You will bow the knee to him who by wisdom made the heavens, who stretched out the earth above the waters, who made great lights to rule the day and the moon and stars to rule by night.

 

For as Isaiah 45 expresses this is the God who formed the light, who created darkness, who makes peace and created evil, who has made the earth and created man upon it, stretching out the heavens and all their host, creating all things not in vain, and forming things to be inhabited.

 

He is the Lord and there is none else.

 

We who walk by faith teach this book of Genesis as divine revelation. 

 

Without God speaking these words I would have no full understanding of first things.

 

I would be open to the myriad ideas filling the earth, ideas unworthy to even be discussed in the presence of God’s word for they come not from minds of faith but only come from the minds of fools.

 

We are to take the words of God given in the book of Genesis literally finding eternal principals which guided walks of faith at the beginning and continue to do so in our day.

 

We are to believe in our Creator not because we have been convinced intellectually or scientifically or psychologically but because our eyes have been opened through the agency of faith.

 

God said: In the beginning God created the heaven and the earth; that settles it.

 

But in the creation itself God opens up to all of those created the knowledge of a Creator for we are told in Psalm 19:1-4 to see in the heavens and the firmament the handprints of God:

 

For: The heavens declare the glory of God; and the firmament sheweth his handywork. Day unto day uttereth speech, and night unto night sheweth knowledge.

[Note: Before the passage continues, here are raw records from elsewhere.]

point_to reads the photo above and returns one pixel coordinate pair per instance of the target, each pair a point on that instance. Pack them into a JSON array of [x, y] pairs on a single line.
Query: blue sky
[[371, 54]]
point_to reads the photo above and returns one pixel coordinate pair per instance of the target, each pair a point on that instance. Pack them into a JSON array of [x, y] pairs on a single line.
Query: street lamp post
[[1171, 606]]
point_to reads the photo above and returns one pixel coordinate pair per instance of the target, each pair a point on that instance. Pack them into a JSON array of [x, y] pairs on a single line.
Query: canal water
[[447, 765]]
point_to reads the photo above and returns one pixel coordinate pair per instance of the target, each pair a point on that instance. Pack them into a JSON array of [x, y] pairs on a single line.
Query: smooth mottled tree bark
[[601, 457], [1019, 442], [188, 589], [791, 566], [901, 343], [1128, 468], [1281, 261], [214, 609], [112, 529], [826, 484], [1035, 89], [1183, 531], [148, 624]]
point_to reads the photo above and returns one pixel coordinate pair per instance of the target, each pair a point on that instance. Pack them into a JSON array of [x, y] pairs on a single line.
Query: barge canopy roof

There is no speech nor language, where their voice is not heard. Their line is gone out through all the earth, and their words to the end of the world. In them hath he set a tabernacle for the sun.

 

And the Apostle Paul has so concisely written, guided by the same Creator, that God has provided to all the knowledge of Himself through His Creation. 

 

We read of this in Romans 1:20, For since the creation of the world His invisible attributes are clearly seen, being understood by the things that are made, even His eternal power and Godhead, so that they are without excuse.

 

God has provided to man a mind to receive a knowledge of Him and He has provided to that mind the things that are made, to open up to man the Creator’s invisible attributes. 

 

So praise be to God who does not hide himself from His creation for each sunrise and sunset speak of God, each starry sky, each forest, each rocky crag, every flow of water, every wavy shore and every man, every woman, and every child simply by their existence declare the glory of God. 

 

To conclude otherwise is to reveal nothing other than the deceitful and wicked heart, a heart that declares, No God for me!